Es de ese motor fantástico que puso en marcha la experiencia, no de cómo llevarla a la práctica con el mayor éxito y eficacia posibles, de lo que pretendía hablar al rememorar la anécdota de don Cosme, aquel dios humilde, hundido en el precipicio del anonimato, desterrado al fin como tantos otros dioses. Y es de ese compromiso que, a caballo de ese impulso, no se detiene ante nada, ni incluso ante el posible ridículo; es más, que utiliza este ridículo si viene al caso. No con descaro, con ingenua resolución. Y de ese poder que tiene la pequeña o gran representación para convertir en atractiva cualquier explicación y para vincular y mejorar el conocimiento de otros ámbitos. Dejando para mejor momento el análisis del poderío que demuestra la acción dramática para la interacción con múltiples medios artísticos y materiales escolares; ese bombardear sus más recónditas trincheras y provocar que se bombardeen los unos a los otros.
Dejando, digo, esa cuestión para más adelante, lo que aquí vemos es que la interdisplinariedad, desde su más sencilla manifestación, esa locura, en ocasiones espontánea, que algunos maestros se permiten, tiene sentido, es eficiente y no menoscaba otros aspectos de la tarea educativa. Otra cosa es, Kike, que el ejercicio de la interdisiciplinariedad desde un caso real es distinto al ejercicio de la interdisciplinariedad desde la simulación. En el caso real, el motor es la propia realidad, su perentoriedad en algunas situaciones, su interés en otras, lo que hace acudir la intervención de varias disciplinas de modo complementario y el peligro, a mi entender, es que, debido al extremado compromiso que conlleva esa realidad, retraiga esa intervención en compartimentos al rango de la multidisciplinariedad, propiciando, informando, pero no interviniendo en esa realidad como una pieza más.
Pero ése no es nuestro campo, Kike.

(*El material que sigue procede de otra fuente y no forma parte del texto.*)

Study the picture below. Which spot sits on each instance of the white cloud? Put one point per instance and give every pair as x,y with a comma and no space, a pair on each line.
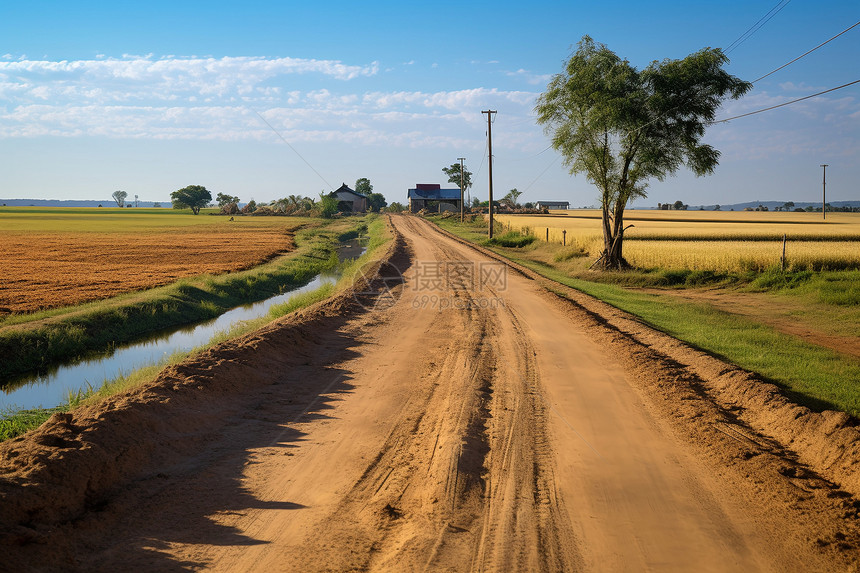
204,98
530,77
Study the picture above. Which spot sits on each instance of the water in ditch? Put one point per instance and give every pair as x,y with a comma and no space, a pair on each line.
53,388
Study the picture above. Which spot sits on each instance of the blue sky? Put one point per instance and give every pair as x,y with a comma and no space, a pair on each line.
151,97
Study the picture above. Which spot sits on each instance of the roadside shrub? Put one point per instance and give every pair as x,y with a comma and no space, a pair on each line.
568,253
512,239
672,277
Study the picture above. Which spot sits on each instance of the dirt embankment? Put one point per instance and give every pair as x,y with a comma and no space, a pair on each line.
427,423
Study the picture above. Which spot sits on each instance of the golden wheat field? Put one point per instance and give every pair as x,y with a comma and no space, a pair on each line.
710,240
60,257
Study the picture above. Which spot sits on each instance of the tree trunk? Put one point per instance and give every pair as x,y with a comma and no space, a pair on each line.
612,257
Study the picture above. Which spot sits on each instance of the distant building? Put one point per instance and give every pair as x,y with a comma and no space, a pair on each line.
553,205
432,197
349,201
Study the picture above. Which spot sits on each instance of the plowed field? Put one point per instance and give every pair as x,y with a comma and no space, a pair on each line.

No siempre se tiene a mano la realidad. Nuestro campo es el de la simulación. Nuestro campo es el de la simulación como la de don Cosme, el del Teatro, sea cual sea su modalidad. ¿Te convences, Kike? Desde donde podemos provocar la interacción con otra o con otras disciplinas. Bajo una perspectiva razonablemente metódica, nosotros tenemos que inventar y representar un simulacro al que acudan las moscas, como si fuese un panal de rica miel: Eso es de lo que pretendía hablar, balbucear, quizás. Si luego acuden más o menos disciplinas y cómo acuden a nuestra invitación, aunque, por supuesto sea importante, es ya harina de otro costal: de lo que estamos conversando es de esa actitud, de esa decisión, ese atrevimiento, a veces inconsciencia, de ese juego (jugar continuo, jugar intenso) que permite poner en marcha la experiencia. Ese juego escénico que convoca constantemente. Ese es el don de don Cosme; aunque no fuese un actor excelente o un experto comunicador, su decisión demostrada y radical de colocarse una nariz postiza, verde y roja, para explicar el Teorema de Pitágoras, ese gesticular contra un viento inexistente pero viciado, esa osadía, ese es el don que lo convierte en un dios o, mejor dicho, que nos descubre que lo es, a nosotros, pobres e ignorante mortales, al menos, yo.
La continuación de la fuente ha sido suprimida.